“An entertaining survey” (Publishers Weekly) through the highs and lows of a spectacular, pivotal year in American history—1908.
A captivating look at a bygone era through the lens of a single, surprisingly momentous American year one century ago. 1908 was the year Henry Ford launched the Model T, the Wright Brothers proved to the world that they had mastered the art of flight, Teddy Roosevelt decided to send American naval warships around the globe, the Chicago Cubs won the World Series (a feat they have never yet repeated), and six automobiles set out on an incredible 20,000 mile race from New York City to Paris via the frozen Bering Strait.
A charming and knowledgeable guide, Rasenberger takes readers back to a time of almost limitless optimism, even in the face of enormous inequality, an era when the majority of Americans believed that the future was bound to be better than the past, that the world’s worst problems would eventually be solved, and that nothing at all was impossible. As Thomas Edison succinctly said that year, “Anything, everything is possible.”

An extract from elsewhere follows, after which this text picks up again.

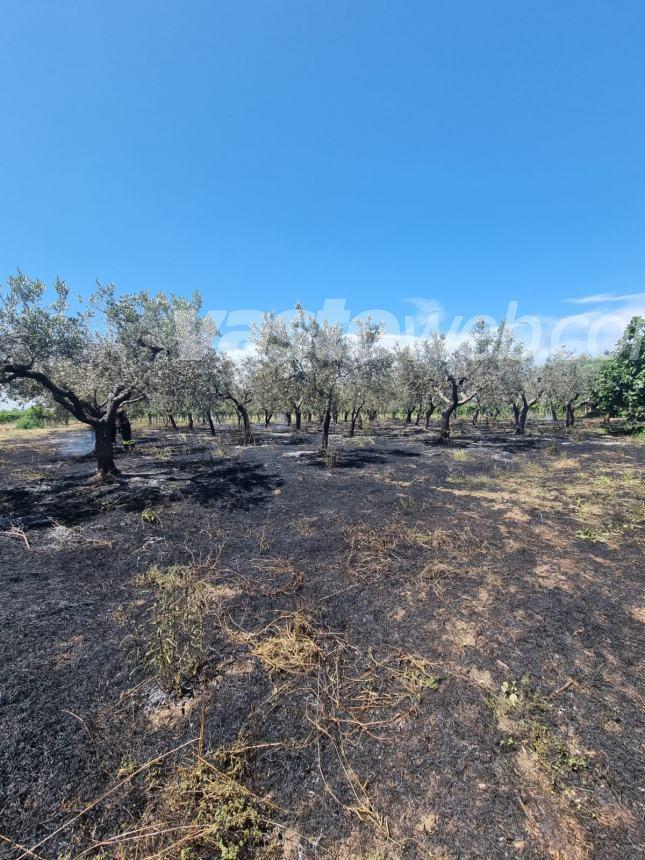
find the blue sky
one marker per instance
(459, 153)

Former Vanity Fair contributing editor Rasenberger (High Steel) provides an entertaining survey of 366 distant American days (1908 was a leap year). As the author admits, history does not fit neatly into 12-month segments, and Rasenberger frequently has to reach for benchmarks. Yes, during 1908, Henry Ford introduced the Model-T: the first affordable automobile. However, he'd actually invented the horseless buggy years before. These quibbles aside, what a difference a century makes, and how easy the confidence of 1908 looks by contrast with today. The imperially ambitious Theodore Roosevelt was president, and the world seemed ripe for redemption through American innovation, exploration and colonization. All righteous patriots applauded as TR dispatched his "Great White Fleet" on a "Friendship Cruise" round the world, to show off American might. Yet, as Rasenberger shows, a different reality lurked behind the red, white and blue banners. That same year, anarchist Selig Silverstein exploded a bomb in New York City, and throughout the South blacks died at the ends of nooses hoisted by lynch mobs. Rasenberger renders 1908 as a series of snapshots, and his camera never blinks. 44 b&w illus.